The rollup runs over the calc engine (no parallel evaluator) and is seeded for every system, location, and the global top, so health rolls up out of the box without per-system authoring: system-health reduces a system’s members’ health, location-health a location’s systems’, global-health every location’s into the estate top (each treated as required above the system level: any down child sinks the parent). It is the model’s behavior, not a rule operators rewrite.

SLI: indicator over a window

A Service Level Indicator is a time_in_state calc over a window (time_in_state(s) = the fraction of the window the entity held state s, derived from the health-history transitions), emitted as its own datapoint (the temporal reducer, expressions):

# availability = fraction of the last 30 days the system was ok
source: { datapoint: health, over: 30d }
reduce: time_in_state
when: "value.ok / value.total"        # an Expr leaf shapes it into a ratio
# -> emits system.availability

An SLI is therefore just another derived datapoint, queryable and trendable like any other.

SLO and SLA: the target, and meeting it

Three terms, not two. The SLI is the measured indicator (the system.availability calc above). The SLO (Service Level Objective) is the target: the number you intend to hold (availability >= 99.9%), a config value on the entity or template, not machinery. The SLA (Service Level Agreement) is meeting the SLO: an event_rule fires when the SLI breaches the target, and compliance over the contractual window (the fraction of the period the SLO held) is itself an SLI.

event_rule:
  scope: 'system.template == "standard-boardroom"'
  datapoint: system.availability
  when: "value < $var:availability.slo"   # the SLO target, a config value
  severity: high

So the target is config (the SLO), the breach is an event/alarm (the SLA edge), and compliance is a calc (an SLI over the SLA). No new machinery. Windowing is the SLI’s concern: a rolling window (last 30d) for trends, or a calendar window (the billing month) for a contractual SLA; the calendar reset is the one piece that leans on the time primitive.

KPIs: what every estate should track

A KPI is a derived datapoint (a calc or SLI), registered as a canonical datapoint_type and owned at the level it describes (system, location, or global). It is no new primitive: a KPI is a shipped calc the same way health is. Omniglass ships an opinionated default set so the data is there out of the box, with the escape hatch to author your own.

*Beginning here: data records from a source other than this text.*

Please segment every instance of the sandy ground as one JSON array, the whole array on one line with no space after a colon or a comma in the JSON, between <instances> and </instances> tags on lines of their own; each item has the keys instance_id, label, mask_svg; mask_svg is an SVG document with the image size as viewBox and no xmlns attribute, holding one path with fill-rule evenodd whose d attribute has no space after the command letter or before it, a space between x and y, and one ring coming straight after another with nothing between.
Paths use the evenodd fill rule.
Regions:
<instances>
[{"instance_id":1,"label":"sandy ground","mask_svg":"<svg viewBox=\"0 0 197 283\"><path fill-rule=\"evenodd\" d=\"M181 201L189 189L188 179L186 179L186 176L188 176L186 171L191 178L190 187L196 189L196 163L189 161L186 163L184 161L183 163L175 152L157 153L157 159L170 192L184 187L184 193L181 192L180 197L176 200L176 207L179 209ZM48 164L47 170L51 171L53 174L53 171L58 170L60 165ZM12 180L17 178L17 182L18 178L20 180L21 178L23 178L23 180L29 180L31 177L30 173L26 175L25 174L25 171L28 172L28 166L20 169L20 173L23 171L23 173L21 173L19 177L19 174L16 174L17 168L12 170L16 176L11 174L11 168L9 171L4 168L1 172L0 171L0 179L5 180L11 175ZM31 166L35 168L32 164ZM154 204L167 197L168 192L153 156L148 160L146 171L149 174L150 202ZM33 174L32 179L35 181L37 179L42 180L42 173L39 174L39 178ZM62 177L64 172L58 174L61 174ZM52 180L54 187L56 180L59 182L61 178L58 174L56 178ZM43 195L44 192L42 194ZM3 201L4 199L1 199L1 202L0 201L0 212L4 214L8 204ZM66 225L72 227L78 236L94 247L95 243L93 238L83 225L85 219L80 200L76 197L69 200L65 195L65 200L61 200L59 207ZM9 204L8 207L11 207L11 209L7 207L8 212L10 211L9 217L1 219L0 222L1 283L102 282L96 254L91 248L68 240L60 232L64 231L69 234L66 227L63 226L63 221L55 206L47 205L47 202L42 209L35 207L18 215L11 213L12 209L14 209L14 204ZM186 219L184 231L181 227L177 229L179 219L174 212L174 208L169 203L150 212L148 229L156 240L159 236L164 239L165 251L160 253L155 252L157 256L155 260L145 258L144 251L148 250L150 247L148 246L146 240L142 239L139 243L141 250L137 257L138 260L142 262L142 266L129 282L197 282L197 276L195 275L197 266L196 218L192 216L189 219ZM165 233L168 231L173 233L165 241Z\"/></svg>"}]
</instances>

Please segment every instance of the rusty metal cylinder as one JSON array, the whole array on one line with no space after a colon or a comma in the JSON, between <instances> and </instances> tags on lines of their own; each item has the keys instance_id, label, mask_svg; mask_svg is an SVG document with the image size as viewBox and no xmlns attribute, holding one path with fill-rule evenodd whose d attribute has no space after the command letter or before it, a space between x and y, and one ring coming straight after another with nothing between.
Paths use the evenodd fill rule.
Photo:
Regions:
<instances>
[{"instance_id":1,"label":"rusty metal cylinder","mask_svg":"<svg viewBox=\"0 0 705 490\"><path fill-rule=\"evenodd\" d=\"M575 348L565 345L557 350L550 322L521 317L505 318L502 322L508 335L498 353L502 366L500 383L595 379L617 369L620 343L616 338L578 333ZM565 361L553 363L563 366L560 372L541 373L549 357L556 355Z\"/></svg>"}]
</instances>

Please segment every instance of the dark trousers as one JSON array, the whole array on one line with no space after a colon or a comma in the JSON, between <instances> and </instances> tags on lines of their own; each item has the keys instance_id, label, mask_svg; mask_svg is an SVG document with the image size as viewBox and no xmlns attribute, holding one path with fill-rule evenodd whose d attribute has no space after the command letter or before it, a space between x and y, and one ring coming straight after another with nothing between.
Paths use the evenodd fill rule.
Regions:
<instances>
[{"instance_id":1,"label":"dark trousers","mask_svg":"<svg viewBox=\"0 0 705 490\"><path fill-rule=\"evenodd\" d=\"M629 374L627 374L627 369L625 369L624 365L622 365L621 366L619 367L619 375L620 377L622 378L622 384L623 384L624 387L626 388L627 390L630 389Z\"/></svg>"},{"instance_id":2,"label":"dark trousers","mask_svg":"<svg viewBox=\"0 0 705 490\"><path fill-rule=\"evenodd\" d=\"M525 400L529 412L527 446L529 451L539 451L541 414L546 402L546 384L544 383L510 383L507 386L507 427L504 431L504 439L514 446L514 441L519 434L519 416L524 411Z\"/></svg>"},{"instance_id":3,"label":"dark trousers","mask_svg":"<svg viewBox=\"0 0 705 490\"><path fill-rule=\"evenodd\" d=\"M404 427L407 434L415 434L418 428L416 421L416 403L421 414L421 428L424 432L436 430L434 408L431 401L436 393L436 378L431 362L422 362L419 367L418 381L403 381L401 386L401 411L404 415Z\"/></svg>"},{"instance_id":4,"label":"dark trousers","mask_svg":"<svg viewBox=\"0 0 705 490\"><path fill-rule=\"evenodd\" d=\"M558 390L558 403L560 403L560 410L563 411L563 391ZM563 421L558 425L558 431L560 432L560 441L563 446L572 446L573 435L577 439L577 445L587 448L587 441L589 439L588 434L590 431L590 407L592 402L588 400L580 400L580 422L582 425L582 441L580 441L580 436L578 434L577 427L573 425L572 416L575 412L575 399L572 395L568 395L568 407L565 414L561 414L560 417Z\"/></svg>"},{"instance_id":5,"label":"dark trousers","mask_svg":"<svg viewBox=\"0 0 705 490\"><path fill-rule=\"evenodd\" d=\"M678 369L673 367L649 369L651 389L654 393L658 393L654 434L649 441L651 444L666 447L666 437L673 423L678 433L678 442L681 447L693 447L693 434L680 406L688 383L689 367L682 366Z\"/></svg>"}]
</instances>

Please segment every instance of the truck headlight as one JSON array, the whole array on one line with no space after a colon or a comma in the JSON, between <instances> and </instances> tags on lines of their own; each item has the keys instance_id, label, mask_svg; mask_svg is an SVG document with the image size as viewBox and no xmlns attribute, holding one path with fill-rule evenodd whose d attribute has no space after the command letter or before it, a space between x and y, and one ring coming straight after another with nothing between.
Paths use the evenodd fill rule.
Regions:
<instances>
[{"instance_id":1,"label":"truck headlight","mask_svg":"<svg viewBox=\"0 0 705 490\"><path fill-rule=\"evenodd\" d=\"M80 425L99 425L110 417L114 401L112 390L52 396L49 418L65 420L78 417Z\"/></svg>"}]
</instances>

Availability is health over time: the SLI time_in_state(ok) above. Health is the substance, availability is its ratio, so it ships free at every level up to global.

Utilization is the AV-native family, over occupancy and booking data:

occupancy — current people / capacity (an instant ratio);
time-utilization — used vs idle minutes;
booking-utilization — booked vs unbooked minutes;
ghost — occupied vs booked: booked, but nobody showed (the wasted-room signal).

Both inputs are ordinary components, no special integration: an occupancy sensor (a component template emitting occupancy.*) and the booking system (a component template whose interface is the calendar / room-booking API, emitting booking.*). The KPIs are then calc_rules over those datapoints, owned at room / system / location / global like any rollup. A booking API is just an interface; a ghost meeting is just occupied < booked.

The point is a small, opinionated set of the measurements every estate should watch, computed and rolled up for free.

Why this is the Zabbix service tree, done right

Zabbix bolts services, SLA, and the service tree on as a separate subsystem. Omniglass does the opposite: health is first-class but not separate. The model is opinionated (an intrinsic state, health-impacting alarms, a role-aware rollup) and it rides the one datapoint pipeline, so the system tree is the service tree: health is a datapoint, the rollup is built-in, the SLI is a calc, the SLA is an alarm. One model, composed, instead of a parallel feature. An operator who understands datapoints and alarms already understands health and SLAs.